2. Un président chef d'orchestre, aux compétences renforcées

a) Un président chef d'orchestre

La redéfinition des rôles des conseils s'accompagne d'un renforcement des prérogatives du président de l'université, qui a vocation à devenir le porteur et le pilote du projet d'établissement.

A cet effet, l'article 5 du projet de loi lui confère une légitimité ainsi qu'une autorité accrues, tout d'abord par son nouveau mode d'élection :

- alors qu'il est actuellement élu sur la base d'un « consensus du congrès » (par l'ensemble des membres des trois conseils réunis en une assemblée, soit 140 personnes, après, parfois, jusqu'à 23 tours de scrutin), il sera désormais élu à la majorité absolue des membres élus du conseil d'administration ;

- le président est désigné parmi l'une des catégories de personnels ayant vocation à exercer des fonctions d'enseignement et de recherche, y compris parmi la catégorie des enseignants invités ou associés ; il peut ainsi être choisi hors du conseil d'administration voire en dehors de l'université ; il peut être de nationalité française ou bien étrangère ;

- la durée de son mandat, fixée à quatre ans (au lieu de cinq actuellement), est synchronisée avec celle des conseils, ce qui lui permettra de s'imposer dans son rôle d'animateur d'une équipe de direction plus cohérente.

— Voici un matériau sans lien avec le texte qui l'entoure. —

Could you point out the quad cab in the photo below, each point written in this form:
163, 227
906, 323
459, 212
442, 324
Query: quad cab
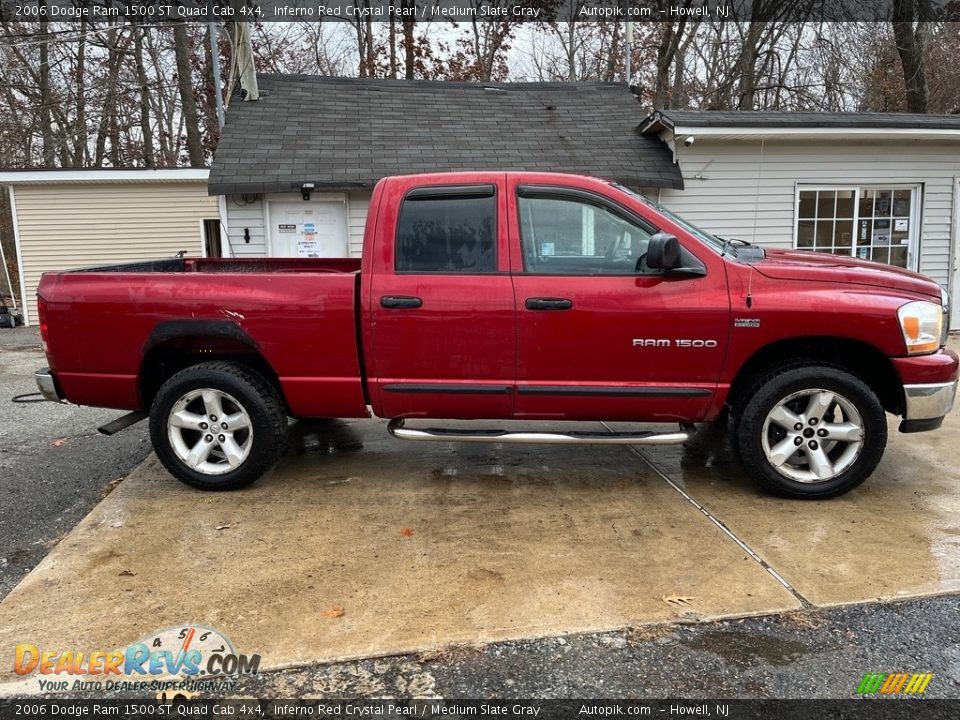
510, 296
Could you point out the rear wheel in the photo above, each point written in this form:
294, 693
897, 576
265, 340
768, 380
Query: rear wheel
217, 426
810, 431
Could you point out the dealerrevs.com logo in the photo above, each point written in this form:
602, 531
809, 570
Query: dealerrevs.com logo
894, 683
189, 652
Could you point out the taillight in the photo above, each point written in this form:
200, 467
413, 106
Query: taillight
42, 314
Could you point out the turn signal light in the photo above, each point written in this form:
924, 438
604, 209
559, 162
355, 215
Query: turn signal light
922, 325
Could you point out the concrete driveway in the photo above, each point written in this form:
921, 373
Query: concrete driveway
359, 545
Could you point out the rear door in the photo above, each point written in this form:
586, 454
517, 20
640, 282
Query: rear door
441, 303
600, 335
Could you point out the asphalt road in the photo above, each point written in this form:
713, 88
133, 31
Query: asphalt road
54, 465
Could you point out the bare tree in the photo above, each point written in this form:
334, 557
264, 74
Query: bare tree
187, 102
911, 29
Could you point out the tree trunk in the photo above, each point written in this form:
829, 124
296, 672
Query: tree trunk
392, 41
187, 101
747, 66
80, 122
911, 46
46, 97
145, 129
409, 57
107, 126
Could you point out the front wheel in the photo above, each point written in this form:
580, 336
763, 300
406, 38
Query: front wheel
810, 431
217, 426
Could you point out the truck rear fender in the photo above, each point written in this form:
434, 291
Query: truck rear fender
177, 344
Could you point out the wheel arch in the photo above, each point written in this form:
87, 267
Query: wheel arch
861, 359
175, 345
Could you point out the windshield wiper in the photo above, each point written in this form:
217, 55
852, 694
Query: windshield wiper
728, 244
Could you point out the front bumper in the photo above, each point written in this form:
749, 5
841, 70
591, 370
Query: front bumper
926, 404
47, 385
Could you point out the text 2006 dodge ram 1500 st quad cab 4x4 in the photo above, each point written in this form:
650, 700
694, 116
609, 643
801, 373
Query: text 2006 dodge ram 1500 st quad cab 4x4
523, 296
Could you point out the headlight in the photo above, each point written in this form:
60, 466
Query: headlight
921, 323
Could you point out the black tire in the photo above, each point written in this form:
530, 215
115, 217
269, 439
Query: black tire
258, 438
852, 422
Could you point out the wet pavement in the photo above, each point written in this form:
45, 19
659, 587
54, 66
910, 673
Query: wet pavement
54, 465
362, 546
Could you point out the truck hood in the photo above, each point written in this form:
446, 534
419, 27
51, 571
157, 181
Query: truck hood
822, 267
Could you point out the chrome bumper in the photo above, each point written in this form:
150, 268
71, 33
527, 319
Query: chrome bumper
926, 402
47, 385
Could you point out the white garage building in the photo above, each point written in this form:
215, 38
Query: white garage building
66, 219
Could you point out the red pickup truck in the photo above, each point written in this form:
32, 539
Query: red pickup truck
522, 296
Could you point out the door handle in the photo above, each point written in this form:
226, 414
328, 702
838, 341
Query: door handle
548, 304
400, 301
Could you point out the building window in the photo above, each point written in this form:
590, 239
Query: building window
869, 223
447, 230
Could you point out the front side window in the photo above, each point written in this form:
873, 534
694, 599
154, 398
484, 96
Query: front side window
567, 236
869, 223
447, 230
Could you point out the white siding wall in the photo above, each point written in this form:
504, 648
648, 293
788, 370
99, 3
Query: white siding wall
357, 205
71, 226
732, 192
246, 215
252, 216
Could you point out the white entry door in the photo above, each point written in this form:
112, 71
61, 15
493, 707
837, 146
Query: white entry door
312, 228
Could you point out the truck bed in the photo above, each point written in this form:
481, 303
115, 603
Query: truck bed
298, 314
232, 265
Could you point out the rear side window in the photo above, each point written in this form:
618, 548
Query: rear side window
448, 230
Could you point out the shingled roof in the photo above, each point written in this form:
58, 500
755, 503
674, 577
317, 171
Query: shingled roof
668, 119
340, 133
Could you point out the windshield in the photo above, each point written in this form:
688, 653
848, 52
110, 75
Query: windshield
711, 240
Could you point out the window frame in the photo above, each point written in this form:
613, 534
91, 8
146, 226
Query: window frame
559, 192
450, 192
916, 221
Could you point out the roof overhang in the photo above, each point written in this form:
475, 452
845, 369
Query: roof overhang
811, 133
96, 176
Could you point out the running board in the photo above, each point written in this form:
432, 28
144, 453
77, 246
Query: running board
397, 429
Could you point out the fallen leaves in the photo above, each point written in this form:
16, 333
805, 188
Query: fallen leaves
678, 600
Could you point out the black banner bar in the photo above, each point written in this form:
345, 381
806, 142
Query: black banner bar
166, 11
271, 709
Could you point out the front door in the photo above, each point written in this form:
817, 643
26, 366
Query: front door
312, 228
441, 303
599, 334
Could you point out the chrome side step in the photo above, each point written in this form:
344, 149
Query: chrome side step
397, 429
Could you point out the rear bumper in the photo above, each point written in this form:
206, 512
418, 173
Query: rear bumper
48, 385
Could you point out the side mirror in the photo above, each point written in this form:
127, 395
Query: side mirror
663, 252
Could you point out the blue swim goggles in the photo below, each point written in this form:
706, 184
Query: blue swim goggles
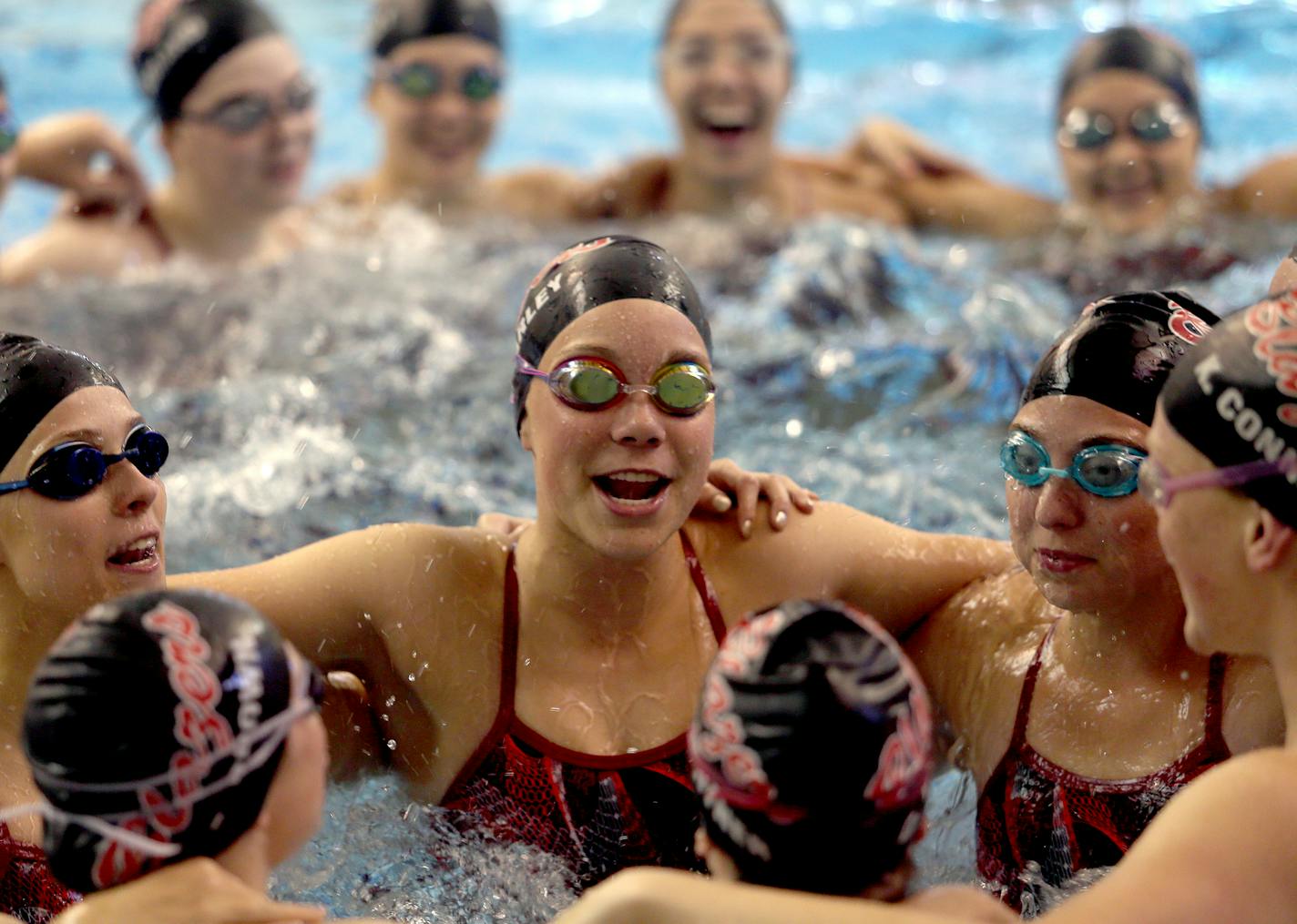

La redéfinition des attributions du président fait de lui un véritable chef d'orchestre. Le projet de loi rappelle ainsi qu'il « assure la direction de l'université », en présidant les trois conseils, en préparant et exécutant les délibérations du conseil d'administration, en recevant les avis et voeux des instances consultatives, en représentant l'université en justice et à l'égard des tiers, en étant l'ordonnateur des recettes et dépenses, en étant responsable du maintien de l'ordre, en exerçant les compétences de gestion et d'administration, en nommant les différents jurys...

Cette autorité s'étend sur l'ensemble des personnels de l'université. Par ailleurs, le projet de loi précise, sur le modèle de ce que prévoit l'article L. 713-9 du code de l'éducation pour les directeurs des instituts et écoles rattachés aux universités, et sous réserve des dispositions statutaires relatives à l'affectation des personnels recrutés par concours national, que le président peut s'opposer, par avis motivé, aux affectations prononcées dans l'établissement.